Sonic Icons is a hand-made collection of Cobbing’s typewriter poems, printed on a variety of coloured papers, with a rubber-stamped cover. The book is considered a landmark in Cobbing's work, but also in visual poetry in general - a moment when concrete poetry gestured towards the performative sound poetry.
The yellow-page poem Beethoven Today, above, is reprinted in the 2015 book BOOOOOK: The Life and Work of Bob Cobbing.
Already scarce -I’ve never seen an image of another copy - the provenance of this one makes it particularly noteworthy - it is signed and dedicated by Cobbing to bpNichol, whose name he misspells: “For Barry, greetings from Bob, 2 Nov 1970”.

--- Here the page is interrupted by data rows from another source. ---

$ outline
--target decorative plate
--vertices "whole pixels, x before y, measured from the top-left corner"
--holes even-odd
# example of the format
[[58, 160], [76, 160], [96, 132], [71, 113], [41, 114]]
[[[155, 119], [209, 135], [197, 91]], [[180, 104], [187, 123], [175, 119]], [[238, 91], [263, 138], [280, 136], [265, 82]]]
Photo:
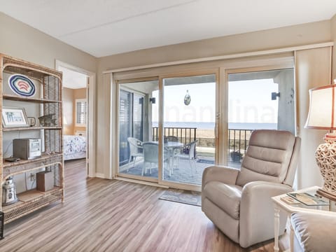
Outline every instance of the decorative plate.
[[13, 92], [21, 96], [29, 97], [35, 94], [36, 91], [31, 80], [21, 74], [10, 76], [8, 84]]

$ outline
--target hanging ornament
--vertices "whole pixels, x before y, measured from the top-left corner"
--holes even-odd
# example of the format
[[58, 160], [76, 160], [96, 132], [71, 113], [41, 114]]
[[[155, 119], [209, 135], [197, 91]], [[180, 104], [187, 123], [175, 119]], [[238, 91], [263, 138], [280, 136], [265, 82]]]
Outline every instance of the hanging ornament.
[[190, 95], [189, 94], [189, 92], [187, 90], [187, 94], [184, 97], [184, 104], [188, 106], [190, 104], [190, 102], [191, 102], [191, 97], [190, 97]]

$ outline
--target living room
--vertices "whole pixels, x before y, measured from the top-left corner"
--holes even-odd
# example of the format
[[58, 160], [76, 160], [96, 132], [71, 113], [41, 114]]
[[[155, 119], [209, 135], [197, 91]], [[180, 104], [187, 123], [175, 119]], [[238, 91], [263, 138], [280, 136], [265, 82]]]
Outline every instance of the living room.
[[[183, 3], [184, 7], [197, 1]], [[148, 181], [120, 176], [118, 153], [114, 151], [120, 144], [117, 84], [125, 85], [130, 80], [148, 80], [151, 78], [149, 80], [153, 81], [153, 78], [157, 76], [164, 79], [214, 74], [220, 88], [225, 85], [225, 75], [239, 73], [237, 69], [270, 70], [274, 66], [277, 69], [284, 66], [294, 68], [297, 118], [295, 130], [302, 141], [294, 189], [323, 185], [314, 153], [318, 144], [323, 143], [327, 130], [306, 129], [304, 122], [309, 111], [309, 90], [330, 85], [336, 78], [336, 49], [333, 46], [336, 41], [336, 10], [333, 10], [335, 6], [332, 1], [326, 1], [326, 4], [329, 4], [323, 7], [329, 10], [328, 13], [325, 11], [326, 18], [320, 18], [321, 10], [316, 8], [314, 11], [312, 8], [311, 13], [305, 10], [308, 20], [305, 22], [300, 20], [292, 23], [284, 22], [286, 24], [283, 25], [265, 24], [255, 30], [227, 31], [227, 35], [208, 35], [204, 38], [167, 42], [141, 48], [136, 46], [122, 52], [109, 50], [115, 48], [110, 49], [111, 46], [105, 42], [94, 53], [94, 48], [86, 49], [85, 52], [82, 48], [74, 46], [78, 41], [74, 41], [71, 45], [70, 39], [66, 43], [48, 35], [46, 30], [41, 31], [28, 22], [19, 21], [20, 18], [14, 16], [15, 12], [8, 10], [10, 8], [6, 5], [10, 4], [4, 4], [4, 9], [0, 7], [1, 53], [52, 69], [56, 68], [56, 61], [65, 62], [94, 74], [91, 76], [92, 92], [89, 99], [92, 106], [89, 115], [91, 156], [88, 161], [88, 171], [86, 167], [84, 170], [79, 168], [85, 167], [85, 162], [66, 162], [64, 203], [53, 204], [5, 225], [5, 239], [0, 241], [4, 251], [38, 251], [38, 248], [41, 251], [244, 251], [216, 227], [200, 207], [157, 202], [164, 190], [162, 188], [175, 187], [200, 191], [200, 185], [176, 186], [159, 178]], [[13, 8], [15, 4], [12, 4]], [[47, 4], [43, 6], [46, 7]], [[300, 9], [295, 8], [298, 13]], [[43, 16], [48, 17], [48, 8], [43, 10], [46, 11]], [[152, 7], [141, 11], [144, 15], [152, 15], [150, 11], [165, 11], [164, 8], [160, 11], [153, 10]], [[54, 17], [50, 17], [52, 22], [62, 24], [61, 17], [58, 17], [59, 20], [53, 20]], [[35, 22], [41, 22], [38, 18]], [[247, 21], [244, 22], [247, 25]], [[260, 22], [271, 23], [270, 15], [262, 17]], [[201, 27], [200, 24], [197, 29], [200, 31]], [[118, 36], [122, 40], [122, 35]], [[80, 38], [88, 41], [88, 44], [90, 40], [104, 40], [104, 36], [98, 38]], [[131, 43], [127, 43], [127, 46]], [[108, 52], [102, 52], [104, 48], [107, 48]], [[315, 64], [314, 59], [321, 61]], [[305, 71], [307, 64], [314, 66], [314, 70]], [[218, 92], [218, 95], [225, 95], [225, 89]], [[182, 96], [185, 94], [183, 90]], [[192, 101], [192, 94], [190, 96]], [[225, 99], [217, 102], [218, 107], [227, 108]], [[158, 99], [156, 102], [156, 105], [160, 104]], [[227, 152], [225, 120], [223, 116], [218, 122], [218, 129], [223, 132], [219, 133], [215, 144], [217, 164], [228, 162], [226, 155], [220, 154]], [[67, 169], [66, 166], [71, 169]], [[139, 183], [132, 183], [134, 181]], [[150, 186], [153, 184], [157, 186]], [[287, 238], [284, 239], [284, 248], [289, 247]], [[250, 250], [272, 251], [272, 242], [258, 244]]]

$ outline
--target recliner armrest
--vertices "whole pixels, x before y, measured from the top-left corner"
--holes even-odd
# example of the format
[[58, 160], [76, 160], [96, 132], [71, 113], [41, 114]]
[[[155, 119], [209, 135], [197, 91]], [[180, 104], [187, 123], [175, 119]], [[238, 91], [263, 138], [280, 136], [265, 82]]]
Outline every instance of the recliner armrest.
[[235, 185], [239, 170], [220, 165], [207, 167], [203, 172], [202, 188], [209, 181], [220, 181], [227, 184]]
[[[243, 247], [274, 237], [274, 208], [272, 197], [293, 191], [285, 184], [266, 181], [246, 183], [240, 202], [239, 244]], [[285, 228], [285, 216], [281, 214], [280, 232]], [[267, 225], [265, 224], [267, 223]], [[254, 232], [255, 227], [263, 227]]]

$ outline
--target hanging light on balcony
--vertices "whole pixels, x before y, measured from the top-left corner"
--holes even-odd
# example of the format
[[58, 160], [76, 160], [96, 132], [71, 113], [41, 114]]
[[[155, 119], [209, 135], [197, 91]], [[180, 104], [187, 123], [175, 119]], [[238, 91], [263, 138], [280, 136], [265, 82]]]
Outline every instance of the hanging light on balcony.
[[189, 91], [187, 90], [187, 94], [184, 97], [184, 104], [188, 106], [190, 104], [191, 102], [191, 97], [190, 95], [189, 94]]

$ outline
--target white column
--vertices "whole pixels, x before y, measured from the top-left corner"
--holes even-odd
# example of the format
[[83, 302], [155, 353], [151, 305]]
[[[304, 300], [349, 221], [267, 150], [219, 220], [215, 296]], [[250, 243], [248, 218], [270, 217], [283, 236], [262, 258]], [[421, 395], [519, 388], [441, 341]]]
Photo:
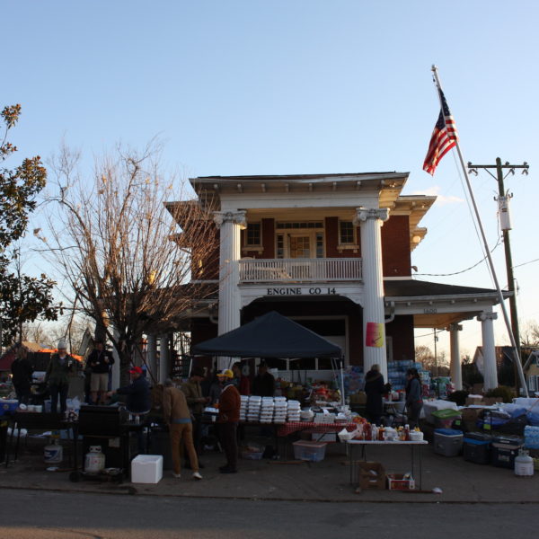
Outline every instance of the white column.
[[163, 333], [159, 339], [159, 384], [163, 384], [168, 378], [170, 357], [169, 336]]
[[483, 351], [483, 386], [485, 391], [498, 387], [498, 369], [496, 367], [496, 346], [494, 344], [494, 326], [492, 321], [498, 318], [496, 313], [482, 313], [477, 320], [481, 322]]
[[[245, 228], [245, 211], [216, 211], [214, 220], [220, 230], [219, 243], [219, 335], [240, 327], [241, 298], [238, 289], [241, 258], [240, 231]], [[227, 368], [229, 358], [219, 358], [218, 368]]]
[[460, 391], [463, 388], [463, 371], [460, 362], [458, 332], [462, 331], [463, 326], [458, 323], [450, 323], [447, 329], [449, 331], [449, 340], [451, 347], [451, 363], [449, 367], [451, 380], [455, 384], [455, 389], [456, 391]]
[[354, 222], [361, 229], [363, 273], [363, 368], [367, 373], [373, 365], [387, 381], [385, 325], [384, 309], [384, 275], [382, 269], [382, 236], [380, 229], [389, 218], [387, 208], [358, 208]]
[[[155, 333], [150, 333], [147, 335], [147, 340], [146, 362], [152, 376], [157, 381], [159, 379], [159, 373], [157, 372], [157, 338]], [[152, 380], [152, 376], [148, 375], [150, 381]]]

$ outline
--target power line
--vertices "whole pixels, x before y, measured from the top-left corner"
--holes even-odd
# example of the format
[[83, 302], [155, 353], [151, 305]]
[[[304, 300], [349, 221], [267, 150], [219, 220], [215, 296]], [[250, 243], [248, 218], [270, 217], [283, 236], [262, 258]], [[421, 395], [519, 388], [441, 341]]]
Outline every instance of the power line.
[[516, 266], [513, 266], [513, 268], [520, 268], [520, 266], [526, 266], [526, 264], [531, 264], [532, 262], [537, 262], [539, 261], [539, 259], [535, 259], [534, 261], [528, 261], [527, 262], [522, 262], [522, 264], [517, 264]]
[[[499, 244], [501, 243], [501, 237], [498, 236], [498, 242], [496, 243], [496, 245], [494, 245], [494, 247], [492, 247], [492, 249], [490, 250], [490, 252], [494, 252], [494, 250], [499, 246]], [[481, 264], [482, 262], [485, 261], [485, 259], [487, 257], [483, 256], [483, 258], [481, 259], [481, 261], [479, 261], [479, 262], [476, 262], [475, 264], [473, 264], [473, 266], [470, 266], [469, 268], [466, 268], [465, 270], [461, 270], [460, 271], [454, 271], [453, 273], [416, 273], [416, 275], [425, 275], [428, 277], [449, 277], [451, 275], [458, 275], [460, 273], [465, 273], [466, 271], [469, 271], [470, 270], [473, 270], [473, 268], [475, 268], [476, 266], [479, 266], [479, 264]], [[539, 259], [537, 259], [539, 261]], [[526, 262], [527, 264], [529, 264], [530, 262]], [[523, 264], [520, 264], [521, 266]], [[515, 268], [517, 268], [517, 266], [515, 266]]]

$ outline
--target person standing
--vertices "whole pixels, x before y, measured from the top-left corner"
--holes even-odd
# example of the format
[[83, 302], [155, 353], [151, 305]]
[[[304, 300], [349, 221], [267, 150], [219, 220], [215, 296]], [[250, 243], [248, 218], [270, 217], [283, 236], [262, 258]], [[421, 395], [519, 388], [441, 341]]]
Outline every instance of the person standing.
[[28, 404], [33, 367], [28, 358], [28, 349], [22, 344], [17, 349], [17, 357], [12, 363], [11, 370], [17, 400], [21, 404]]
[[219, 398], [219, 438], [226, 456], [226, 464], [219, 468], [221, 473], [235, 473], [238, 471], [237, 429], [240, 422], [240, 393], [234, 384], [234, 373], [230, 369], [217, 374], [223, 391]]
[[76, 369], [76, 361], [67, 354], [67, 343], [63, 339], [58, 341], [57, 352], [50, 357], [45, 383], [50, 391], [50, 411], [57, 411], [58, 397], [60, 411], [67, 411], [67, 393], [69, 391], [69, 375]]
[[365, 375], [365, 393], [367, 393], [367, 419], [373, 425], [380, 425], [384, 413], [382, 395], [389, 391], [389, 384], [384, 384], [384, 376], [379, 365], [373, 365]]
[[[199, 456], [200, 456], [202, 453], [202, 412], [204, 411], [206, 404], [209, 401], [208, 397], [202, 395], [202, 387], [200, 386], [200, 382], [202, 382], [204, 378], [204, 369], [200, 367], [194, 367], [191, 370], [191, 376], [190, 379], [181, 385], [181, 391], [185, 393], [187, 403], [189, 404], [189, 408], [193, 416], [193, 442]], [[188, 463], [186, 463], [186, 467], [187, 466], [189, 466]], [[203, 468], [204, 466], [199, 463], [199, 467]]]
[[421, 392], [421, 378], [417, 368], [409, 368], [406, 371], [406, 411], [408, 413], [408, 424], [411, 429], [418, 426], [420, 414], [423, 408], [423, 398]]
[[275, 378], [268, 372], [265, 363], [259, 365], [258, 375], [252, 382], [252, 394], [261, 397], [272, 397], [275, 393]]
[[[249, 376], [245, 376], [243, 373], [242, 364], [236, 361], [232, 366], [232, 372], [234, 373], [234, 383], [238, 388], [241, 395], [251, 394], [251, 380]], [[270, 375], [271, 376], [271, 375]]]
[[109, 372], [114, 364], [112, 354], [105, 349], [102, 340], [95, 341], [95, 348], [92, 350], [86, 365], [92, 369], [90, 378], [90, 391], [93, 404], [104, 404], [107, 392], [109, 391]]
[[185, 445], [194, 479], [202, 479], [199, 472], [199, 459], [193, 445], [193, 425], [185, 393], [167, 378], [163, 391], [163, 416], [168, 425], [172, 454], [172, 475], [181, 476], [181, 445]]
[[126, 407], [133, 415], [144, 415], [150, 411], [152, 402], [150, 399], [150, 385], [148, 381], [142, 376], [142, 368], [134, 367], [129, 371], [131, 383], [128, 385], [119, 387], [107, 394], [112, 396], [114, 393], [127, 395]]

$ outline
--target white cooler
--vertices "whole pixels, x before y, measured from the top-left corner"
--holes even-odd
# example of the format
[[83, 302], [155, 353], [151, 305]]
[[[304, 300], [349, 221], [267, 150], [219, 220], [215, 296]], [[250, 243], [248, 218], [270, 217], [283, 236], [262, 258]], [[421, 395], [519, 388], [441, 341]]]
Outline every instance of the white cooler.
[[162, 455], [139, 455], [131, 461], [131, 482], [158, 483], [162, 477]]

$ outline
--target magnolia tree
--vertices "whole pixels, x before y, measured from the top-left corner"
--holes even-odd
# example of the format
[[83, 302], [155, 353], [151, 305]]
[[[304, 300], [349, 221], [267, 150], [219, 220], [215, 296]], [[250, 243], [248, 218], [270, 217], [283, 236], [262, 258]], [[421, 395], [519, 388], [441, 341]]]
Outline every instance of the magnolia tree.
[[22, 271], [20, 241], [36, 208], [36, 197], [45, 187], [47, 171], [39, 155], [23, 159], [15, 168], [4, 167], [17, 151], [7, 137], [20, 115], [21, 105], [0, 112], [0, 346], [21, 340], [24, 323], [57, 320], [61, 313], [52, 296], [56, 283], [45, 274], [33, 277]]
[[91, 175], [79, 162], [66, 148], [53, 160], [57, 211], [41, 239], [76, 308], [118, 351], [126, 382], [143, 336], [174, 331], [213, 292], [191, 274], [216, 252], [215, 226], [198, 202], [181, 201], [181, 182], [162, 172], [155, 145], [140, 154], [119, 147]]

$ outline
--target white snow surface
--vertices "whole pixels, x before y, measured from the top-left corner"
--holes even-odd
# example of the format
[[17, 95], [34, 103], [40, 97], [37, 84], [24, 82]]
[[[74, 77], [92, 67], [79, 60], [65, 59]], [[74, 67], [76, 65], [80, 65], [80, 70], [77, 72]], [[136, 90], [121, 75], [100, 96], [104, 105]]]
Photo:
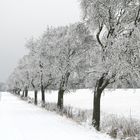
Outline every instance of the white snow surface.
[[111, 140], [55, 113], [0, 93], [1, 140]]
[[[58, 91], [46, 93], [46, 102], [57, 102]], [[34, 97], [33, 92], [29, 93]], [[38, 95], [39, 99], [41, 95]], [[64, 105], [80, 109], [93, 109], [93, 90], [80, 89], [70, 91], [64, 96]], [[120, 117], [135, 118], [140, 120], [140, 89], [105, 90], [101, 98], [101, 111], [115, 114]]]

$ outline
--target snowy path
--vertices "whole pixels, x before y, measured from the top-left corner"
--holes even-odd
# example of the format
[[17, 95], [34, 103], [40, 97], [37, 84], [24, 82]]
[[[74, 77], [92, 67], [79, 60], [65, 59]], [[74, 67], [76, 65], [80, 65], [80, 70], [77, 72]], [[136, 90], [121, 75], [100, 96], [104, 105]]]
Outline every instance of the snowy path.
[[2, 140], [109, 140], [103, 134], [47, 112], [9, 93], [0, 93], [0, 139]]

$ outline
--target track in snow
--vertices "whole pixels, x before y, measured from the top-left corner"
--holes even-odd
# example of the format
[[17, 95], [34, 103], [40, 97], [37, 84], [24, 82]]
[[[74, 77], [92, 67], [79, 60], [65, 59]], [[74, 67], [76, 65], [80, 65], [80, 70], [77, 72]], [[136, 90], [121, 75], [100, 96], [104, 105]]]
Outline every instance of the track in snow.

"Bob Cobbing is a senior and major exponent of the international concrete poetry movement in Great Britain. What is immediately impressive about his large body of work, in comparison with that of other poets in the field, is its range, and the published texts, which are freestanding visual poems, are also scores for vocal performance as sound poems. One of Cobbing's titles, Sonic Icons, stresses the interdependence of the two sides of his work through its appropriate anagram. His division of labor between self-publishing and performance ensures the unity of a creative project of great importance, yet his quest for new materials, techniques, and processes remains undiminished in energy and innovation."
- Robert Sheppard
"The publication of Sonic Icons in 1970 signalled a level of sophistication that was to become a trademark of Cobbing's visual and sound poetry from that point onwards. It was another pivotal moment for Cobbing's art."
- Mark Anthony Jackson
"I centre that in Sonic Icons, but one could place it in several other titles—in this case we have the intermediate stages resulting from new properties that Cobbing’s work accreted—for example, the idea of the graphical being readable into utterance; the idea of text on the page as being a landscape."
- Lawrence Upton
"Owning the means of production (the office duplicator, the photocopier) meant that Cobbing could conflate the processes of writing, design and printing. Performing regularly meant that he could heal the split in concrete poetry between those who presented silent icons, most famously Ian Hamilton Finlay, and those who developed the art of pure sound, such as Henri Chopin. Cobbing's anagrammatic title Sonic Icons was emblematic.
[...]
Between 1963 and 2002 Writers' Forum published more than 1,000 pamphlets and books, many of them his own work, but he was also generous as a publisher to younger writers, such as Lee Harwood and Maggie O'Sullivan. He issued texts by John Cage and Allen Ginsberg, and by fellow concrete poets, such Frenchman Pierre Garnier and Italian Arrigo Lora-Totino, both of whom were guests at the workshop in the 1990s."